Reputation: 67
I'm using bash. I've tried everything I could. It always works in regexr. It works for other files. For one file, it simply does not work, no matter what. I can't use ?
make a quantifier lazy. I can't isolate the dbsnp file. Please help me!
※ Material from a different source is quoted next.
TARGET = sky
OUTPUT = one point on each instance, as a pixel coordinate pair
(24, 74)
vcfs=$(find . -type f -name "*\.vcf" -printf "%f\n")
echo "$vcfs"
>1000G_omni2.5.b37.vcf
>1000G_phase1.indels.b37.vcf
>1000G_phase1.snps.high_confidence.b37.vcf
>dbsnp_138.b37.vcf
>hapmap_3.3.b37.vcf
>Mills_and_1000G_gold_standard.indels.b37.vcf
thousandG=`expr "$vcfs" : '.*\(1000G_phase1.indels[^\n]*\.vcf\)'`
echo $thousand
>1000G_phase1.indels.b37.vcf
GoldStandard=`expr "$vcfs" : '.*\(Mills_and_1000G_gold_standard.indels[^\n]*\.vcf\)'`
echo $GoldStandard
>Mills_and_1000G_gold_standard.indels.b37.vcf
dbsnp=`expr "$vcfs" : '.*\(dbsnp_[1-9][3-9][3-9][^\n]*\.vcf\)'`
echo $dbsnp
>dbsnp_138.b37.vcf
>hapmap_3.3.b37.vcf
dbsnp=`expr "$vcfs" : '.*\(dbsnp_[1-9][3-9][3-9][^\n]*?\.vcf\)'`
echo $dbsnp
>
dbsnp=`expr "$vcfs" : '.*\(dbsnp_[1-9][3-9][3-9].*?\.vcf\)'`
echo $dbsnp
>
echo `expr "$vcfs" : '.*\(hapmap_[\n]*\.vcf\)'`
>hapmap_3.3.b37.vcf
Upvotes: 0
Views: 487
Reputation: 40056
From man page of expr
:
STRING : REGEX Perform pattern matching. The arguments are coerced to strings and the second is considered to be a (basic, a la GNU `grep') regular expression
In basic GNU grep regex, non-greedy match modifier is not supported.
Consider using other tools like sed
, awk
, grep -P
etc
In your specific example (there will not be newlines in filenames), you can simply do echo "$vcfs" |grep "^dbsnp_[1-9][3-9][3-9].*\.vcf"
Upvotes: 1